私は広瀬に驚き、広瀬は私を労い、柴主任は私のバレたら退職宣言に叫んでいた。


広瀬から少し離れた後ろには、私たちが会議室に入る前まで残っていた人たちが、幾人かは減ったけど揃っていて。


「え……っ、どして……」


代表して広瀬が答える。


「だって喧嘩にならないか心配するじゃん。それに汐里に、神田が柴主任に拉致られたって言ったら、詳細求むっておねだりしてくるからさあ――まあ、でも、おめでとう?」


そんな祝辞は述べなくていいっ。……見ると、広瀬の後ろにいる人たちからもちらほらおめでとうの声が。残っていたのは柴主任を守る会の会員ばかりで、副会長である先輩なんかは涙を滲ませていた。神田さんなら大歓迎だわとか、なんか合格点貰ってるっ。


……終わった……。


「青葉さんっ」


うん。終わった。


他の人ことなんてまるで気にもせず、柴主任は後ろから私の肩をがしっと掴んで縋ってくるし。……バレたって、慎んでいただきたい。
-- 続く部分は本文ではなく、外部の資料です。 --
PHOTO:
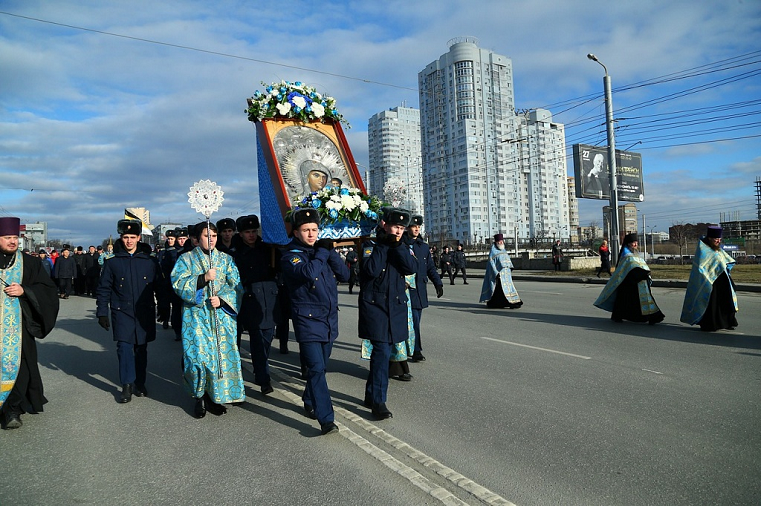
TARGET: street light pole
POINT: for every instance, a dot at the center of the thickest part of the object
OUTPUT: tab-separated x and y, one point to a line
614	236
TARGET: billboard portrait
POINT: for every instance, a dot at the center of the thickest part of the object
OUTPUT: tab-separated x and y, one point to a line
592	174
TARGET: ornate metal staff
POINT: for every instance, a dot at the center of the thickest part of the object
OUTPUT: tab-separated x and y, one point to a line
206	197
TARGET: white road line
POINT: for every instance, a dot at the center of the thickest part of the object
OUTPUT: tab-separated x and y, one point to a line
285	386
537	348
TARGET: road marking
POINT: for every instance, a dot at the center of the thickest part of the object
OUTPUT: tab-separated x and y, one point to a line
537	348
285	386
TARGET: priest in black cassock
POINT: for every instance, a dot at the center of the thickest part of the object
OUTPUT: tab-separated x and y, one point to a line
28	310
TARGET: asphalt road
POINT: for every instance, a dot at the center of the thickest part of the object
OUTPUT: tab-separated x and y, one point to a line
552	403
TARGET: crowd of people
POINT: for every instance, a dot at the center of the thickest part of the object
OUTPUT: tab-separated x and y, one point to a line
214	282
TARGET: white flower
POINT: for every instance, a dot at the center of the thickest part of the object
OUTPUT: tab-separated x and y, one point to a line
318	110
348	202
299	102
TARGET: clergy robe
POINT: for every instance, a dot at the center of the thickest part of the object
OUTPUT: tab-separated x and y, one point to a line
209	335
24	318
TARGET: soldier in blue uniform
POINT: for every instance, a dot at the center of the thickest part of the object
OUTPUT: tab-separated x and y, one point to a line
383	303
259	311
126	289
310	269
426	269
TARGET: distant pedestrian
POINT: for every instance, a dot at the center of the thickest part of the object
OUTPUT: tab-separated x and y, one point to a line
498	290
29	309
604	252
426	270
627	293
710	300
557	255
445	263
65	272
459	261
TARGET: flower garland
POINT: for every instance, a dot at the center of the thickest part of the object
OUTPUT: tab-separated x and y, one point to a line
336	204
292	100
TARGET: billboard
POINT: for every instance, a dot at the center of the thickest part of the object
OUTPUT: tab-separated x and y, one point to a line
590	169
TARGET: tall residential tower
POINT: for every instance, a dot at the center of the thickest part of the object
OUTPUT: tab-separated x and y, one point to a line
487	169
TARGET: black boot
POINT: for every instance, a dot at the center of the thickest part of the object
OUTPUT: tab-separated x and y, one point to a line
199	411
126	395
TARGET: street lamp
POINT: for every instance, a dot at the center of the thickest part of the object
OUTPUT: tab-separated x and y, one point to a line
611	163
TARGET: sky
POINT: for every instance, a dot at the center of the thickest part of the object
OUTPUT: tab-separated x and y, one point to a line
106	105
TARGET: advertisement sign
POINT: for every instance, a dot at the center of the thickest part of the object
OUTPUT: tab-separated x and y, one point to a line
590	168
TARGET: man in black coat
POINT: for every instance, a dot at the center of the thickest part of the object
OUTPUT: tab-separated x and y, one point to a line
446	264
128	283
27	295
259	312
65	271
383	303
426	270
460	263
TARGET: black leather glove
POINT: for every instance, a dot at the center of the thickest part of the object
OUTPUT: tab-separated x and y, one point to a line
392	241
324	244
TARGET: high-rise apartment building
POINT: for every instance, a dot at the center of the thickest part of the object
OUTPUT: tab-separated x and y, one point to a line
487	169
395	171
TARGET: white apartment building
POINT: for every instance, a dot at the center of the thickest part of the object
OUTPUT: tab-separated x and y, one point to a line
486	169
395	171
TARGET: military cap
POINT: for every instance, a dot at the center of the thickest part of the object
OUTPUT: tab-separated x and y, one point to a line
303	216
9	226
250	222
226	224
134	227
396	216
199	227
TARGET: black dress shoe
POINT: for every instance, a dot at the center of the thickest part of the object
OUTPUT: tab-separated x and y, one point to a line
12	420
199	411
126	395
381	412
328	428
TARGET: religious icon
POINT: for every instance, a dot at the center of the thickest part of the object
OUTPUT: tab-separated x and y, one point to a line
306	157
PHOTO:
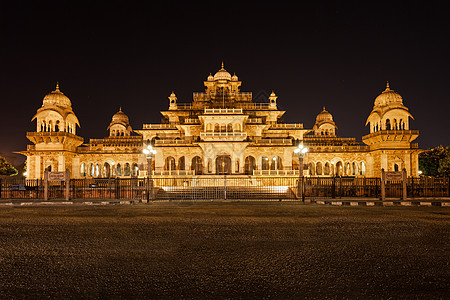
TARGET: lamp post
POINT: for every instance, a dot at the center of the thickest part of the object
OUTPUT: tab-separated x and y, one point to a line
149	152
300	151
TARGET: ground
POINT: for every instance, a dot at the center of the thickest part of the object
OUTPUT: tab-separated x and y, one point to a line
224	250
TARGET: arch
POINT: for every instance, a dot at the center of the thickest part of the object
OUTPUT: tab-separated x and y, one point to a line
182	163
119	170
311	169
319	168
327	169
265	163
249	165
127	170
388	124
362	168
106	170
276	163
223	164
197	165
169	163
134	170
83	170
339	169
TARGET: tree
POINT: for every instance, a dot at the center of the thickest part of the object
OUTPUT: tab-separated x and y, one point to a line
435	162
6	168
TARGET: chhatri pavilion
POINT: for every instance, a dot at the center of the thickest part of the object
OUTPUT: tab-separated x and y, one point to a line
222	131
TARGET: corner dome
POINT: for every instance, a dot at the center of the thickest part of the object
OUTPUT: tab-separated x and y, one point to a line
120	117
56	97
388	97
324	116
222	74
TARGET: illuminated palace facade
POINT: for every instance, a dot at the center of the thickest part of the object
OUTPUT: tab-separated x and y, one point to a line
222	131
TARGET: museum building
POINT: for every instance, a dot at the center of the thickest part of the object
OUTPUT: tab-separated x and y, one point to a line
222	131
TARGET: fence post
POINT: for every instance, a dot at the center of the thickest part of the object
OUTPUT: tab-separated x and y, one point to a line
67	177
404	179
46	184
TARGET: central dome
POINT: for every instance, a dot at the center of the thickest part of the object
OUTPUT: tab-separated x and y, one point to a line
120	117
57	97
222	74
388	97
324	115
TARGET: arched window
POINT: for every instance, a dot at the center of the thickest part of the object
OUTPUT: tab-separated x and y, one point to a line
311	169
197	165
276	163
181	163
135	170
362	168
319	168
339	169
119	170
106	170
169	164
265	163
223	164
83	170
327	169
249	165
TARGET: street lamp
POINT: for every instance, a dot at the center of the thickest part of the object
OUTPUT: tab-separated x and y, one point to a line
300	151
149	152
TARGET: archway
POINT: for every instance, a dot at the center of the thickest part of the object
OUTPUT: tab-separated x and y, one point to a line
249	165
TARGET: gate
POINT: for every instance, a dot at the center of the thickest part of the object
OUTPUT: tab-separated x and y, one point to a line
224	187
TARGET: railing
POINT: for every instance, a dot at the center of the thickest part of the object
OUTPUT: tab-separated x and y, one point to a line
276	172
273	141
172	142
223	110
159	126
223	134
283	126
184	185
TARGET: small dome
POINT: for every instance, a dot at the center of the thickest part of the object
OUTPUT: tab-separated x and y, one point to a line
222	74
387	97
324	115
120	117
56	97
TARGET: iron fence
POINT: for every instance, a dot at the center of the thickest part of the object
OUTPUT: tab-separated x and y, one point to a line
223	187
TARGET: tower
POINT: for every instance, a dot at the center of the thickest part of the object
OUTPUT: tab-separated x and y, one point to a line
390	135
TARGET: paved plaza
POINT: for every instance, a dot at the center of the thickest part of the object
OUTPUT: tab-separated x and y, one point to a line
224	250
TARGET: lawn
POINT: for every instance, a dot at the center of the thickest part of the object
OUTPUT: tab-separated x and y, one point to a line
224	250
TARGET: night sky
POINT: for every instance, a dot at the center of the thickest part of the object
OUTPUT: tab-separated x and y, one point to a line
312	54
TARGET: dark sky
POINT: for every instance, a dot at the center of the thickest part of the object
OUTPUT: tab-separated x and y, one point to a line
124	53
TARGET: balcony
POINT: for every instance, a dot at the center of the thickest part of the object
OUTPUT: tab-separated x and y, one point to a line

「私……会社辞める……これは潮時というやつかもしれない」


自暴自棄気味なのはわかってる。でも、バレたらどころかなんか恥ずかしいところまで全部見られてたなんて……もう今ここから消えたい。


「そんなっ!! まだ青葉さんと二人きりで残業とかエレベーターに閉じ込められて二人きりとかその他諸々まだやってないのに辞めないで下さいっ!!」


なんだそれっ。……私に好きだと言わなかったのは、どうやらそれも多大に影響しているのだと、半泣きの柴主任を振り返り、確信する。


上司としての引き留めが完全に抜け落ちてる私の好きな人は、普段の職場仕様の穏やかさなど微塵も窺えず。


そんないつもとまるで違う様子の柴主任を見ても、動揺することなく、むしろ成長を喜ぶみたいな守る会の会員様方に言葉をなくし……


意識を飛ばしてしまえたらどんなに楽だろうと、目を閉じてみた。